Spencer Madan (1758–1836) was an English cleric, known as a translator of Hugo Grotius.

==Life==
He was the eldest son of Spencer Madan, bishop of Peterborough, by his first wife, Lady Charlotte, second daughter of Charles Cornwallis, 1st Earl Cornwallis. He became a king's scholar at Westminster School in 1771, and was elected to Trinity College, Cambridge, in 1776. In 1778 he was created M.A.

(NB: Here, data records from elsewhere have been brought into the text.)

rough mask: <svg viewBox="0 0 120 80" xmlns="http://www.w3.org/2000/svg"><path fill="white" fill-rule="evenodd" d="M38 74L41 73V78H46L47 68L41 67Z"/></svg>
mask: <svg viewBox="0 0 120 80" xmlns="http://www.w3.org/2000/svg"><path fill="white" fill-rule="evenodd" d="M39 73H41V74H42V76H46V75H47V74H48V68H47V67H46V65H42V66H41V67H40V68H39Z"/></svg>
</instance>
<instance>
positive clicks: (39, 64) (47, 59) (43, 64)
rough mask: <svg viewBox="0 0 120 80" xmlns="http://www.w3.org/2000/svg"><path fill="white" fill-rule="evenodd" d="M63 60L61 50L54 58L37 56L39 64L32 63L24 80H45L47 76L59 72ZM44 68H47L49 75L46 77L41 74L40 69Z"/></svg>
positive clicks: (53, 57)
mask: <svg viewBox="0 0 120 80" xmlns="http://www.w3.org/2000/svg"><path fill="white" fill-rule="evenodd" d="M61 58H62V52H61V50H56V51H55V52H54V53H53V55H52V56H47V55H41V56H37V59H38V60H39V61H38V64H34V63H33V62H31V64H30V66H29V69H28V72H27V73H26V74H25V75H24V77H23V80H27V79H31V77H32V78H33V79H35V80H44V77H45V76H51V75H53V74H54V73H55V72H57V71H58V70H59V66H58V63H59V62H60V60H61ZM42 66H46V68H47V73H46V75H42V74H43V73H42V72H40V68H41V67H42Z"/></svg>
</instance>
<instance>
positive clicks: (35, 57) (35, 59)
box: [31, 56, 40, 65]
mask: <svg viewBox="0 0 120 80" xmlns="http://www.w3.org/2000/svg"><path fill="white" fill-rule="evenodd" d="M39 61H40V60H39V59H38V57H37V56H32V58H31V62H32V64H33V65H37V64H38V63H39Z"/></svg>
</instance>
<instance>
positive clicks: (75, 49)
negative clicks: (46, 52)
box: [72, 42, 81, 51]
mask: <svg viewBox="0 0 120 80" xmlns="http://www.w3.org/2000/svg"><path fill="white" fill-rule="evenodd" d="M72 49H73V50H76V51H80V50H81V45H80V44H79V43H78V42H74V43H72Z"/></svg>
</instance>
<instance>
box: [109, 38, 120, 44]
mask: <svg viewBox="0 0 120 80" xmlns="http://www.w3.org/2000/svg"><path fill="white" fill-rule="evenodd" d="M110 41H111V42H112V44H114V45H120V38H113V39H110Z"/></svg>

Madan was curate of Wrotham, Kent (1782–3). He was presented in 1786 by his uncle James Cornwallis, the Bishop of Lichfield, to the prebend and vicarage of Tachbrook, Warwickshire; but soon exchanged the prebend for the rectory of Ibstock, Leicestershire, which he held till his death. In 1787 he was given the rectory of St. Philip's, Birmingham, and resigned the Tachbrook vicarage. He succeeded his father in 1788 as chaplain in ordinary to the king. In 1790 he became canon residentiary of Lichfield Cathedral, in 1794 chancellor of the Diocese of Peterborough, and in 1800 prebendary of Peterborough Cathedral. While at Birmingham he promoted a subscription for the erection there of "a free church … for the use of the lower classes".

In 1809 Madan proceeded D.D. at Cambridge, and on resigning St. Philip's in the same year through ill-health was presented to the living of Thorpe Constantine, Staffordshire, which he held till 1824. In October 1833 he was attacked with paralysis, from which he only partially recovered.

Madan died on 9 October 1836 at Ibstock, aged 78, and was buried in a family vault at Thorpe. His children erected a tablet in Lichfield Cathedral to his memory.

==Works==
In 1782 Madan's poem The Call of the Gentiles (Cambridge, 1782) won the Seatonian prize. He undertook, as preparation for holy orders, a translation of Grotius's De Veritate, which was published in 1782 as Hugo Grotius on the Truth of Christianity, translated into English. Other editions followed in 1792 and 1814.

Madan had a controversy in 1790 with Joseph Priestley, who published Familiar Letters addressed to the Inhabitants of Birmingham, in answer to Madan's sermon on The Principal Claims of the Dissenters considered. Madan replied with A Letter to Dr. Priestley [1790].

==Family==
Madan married in 1791 Henrietta, daughter of William Inge of Thorpe Constantine, and had eleven children.